Registration at clinical trials
This trial was registered at ClinicalTrials.gov in February 2013 (Clinical Trials Identifier: NCT01787526).
Discussion
Iron deficiency anaemia occurs when iron stores have been consumed [1]. Before establishment of anaemia, iron deficiency may have other, more subtle and unspecific adverse effects on an individual such as decreased physical and cognitive performance [41, 42]. Since iron is an important element in many enzymes, deficiency may affect various cellular processes like DNA synthesis [43], mitochondrial energy metabolism [44], and the immune system [45]. Therefore, blood donation establishments should focus on donors at risk for iatrogenic iron deficiency without anaemia and develop strategies for its prevention. Although the benefit of iron therapy in subjects without anaemia remains controversial, mainly due to a lack of large randomised clinical trials for truly deficient subjects, a few studies have reported interesting results. For example, iron supplementation reduced unexplained fatigue in otherwise healthy women with iron deficiency and improved verbal learning and memory in adolescent girls [15, 46]. Iron deficiency has additionally been found to be associated with restless legs syndrome, and iron therapy improved symptoms significantly in blood donors [47]. Recently, it was shown that the recovery of blood donors’ iron stores receiving oral iron supplementation after blood donation took a median of 76 days compared to a median recovery time of longer than 168 days for study participants not taking iron [13], also questioning the current relatively short donation intervals of 2–3 months.So far, no randomised controlled trial has compared high-dose intravenous iron to oral iron supplementation in blood donors with iron deficiency.

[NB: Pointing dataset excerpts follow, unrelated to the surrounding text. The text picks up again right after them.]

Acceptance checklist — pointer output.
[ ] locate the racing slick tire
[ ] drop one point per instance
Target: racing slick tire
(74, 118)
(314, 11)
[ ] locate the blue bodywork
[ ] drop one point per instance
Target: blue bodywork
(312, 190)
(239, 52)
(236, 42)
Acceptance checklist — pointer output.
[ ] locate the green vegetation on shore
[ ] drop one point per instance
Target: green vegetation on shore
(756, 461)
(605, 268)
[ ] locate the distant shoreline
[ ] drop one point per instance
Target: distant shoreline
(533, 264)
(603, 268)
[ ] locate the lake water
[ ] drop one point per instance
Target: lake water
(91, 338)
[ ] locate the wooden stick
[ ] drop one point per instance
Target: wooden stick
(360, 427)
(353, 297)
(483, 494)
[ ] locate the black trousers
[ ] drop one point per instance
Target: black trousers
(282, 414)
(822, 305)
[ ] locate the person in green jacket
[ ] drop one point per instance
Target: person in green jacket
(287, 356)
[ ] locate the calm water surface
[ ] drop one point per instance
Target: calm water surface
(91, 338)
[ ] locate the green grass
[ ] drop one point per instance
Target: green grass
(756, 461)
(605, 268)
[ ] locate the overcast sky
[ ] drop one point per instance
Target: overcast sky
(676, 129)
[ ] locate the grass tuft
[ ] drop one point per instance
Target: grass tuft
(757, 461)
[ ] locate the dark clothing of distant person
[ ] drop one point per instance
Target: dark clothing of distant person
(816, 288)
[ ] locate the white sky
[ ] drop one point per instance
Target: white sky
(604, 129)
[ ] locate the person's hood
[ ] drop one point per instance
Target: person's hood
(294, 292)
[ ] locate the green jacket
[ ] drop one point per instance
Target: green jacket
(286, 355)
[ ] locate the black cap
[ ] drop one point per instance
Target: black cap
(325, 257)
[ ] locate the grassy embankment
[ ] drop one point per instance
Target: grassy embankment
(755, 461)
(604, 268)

Intravenous iron may be an excellent option in this setting. If our study can establish that intravenous iron is feasible in blood donors and the substantial impediments like costs and logistics can be overcome, high-dose intravenously infused iron given immediately after whole blood or apheresis donation through the present venous access could be a very efficient way for correction and/or prevention of iatrogenic iron deficiency. Such an approach could protect blood donors from symptoms related to iron deficiency and help to maintain an iron-replete blood donor pool.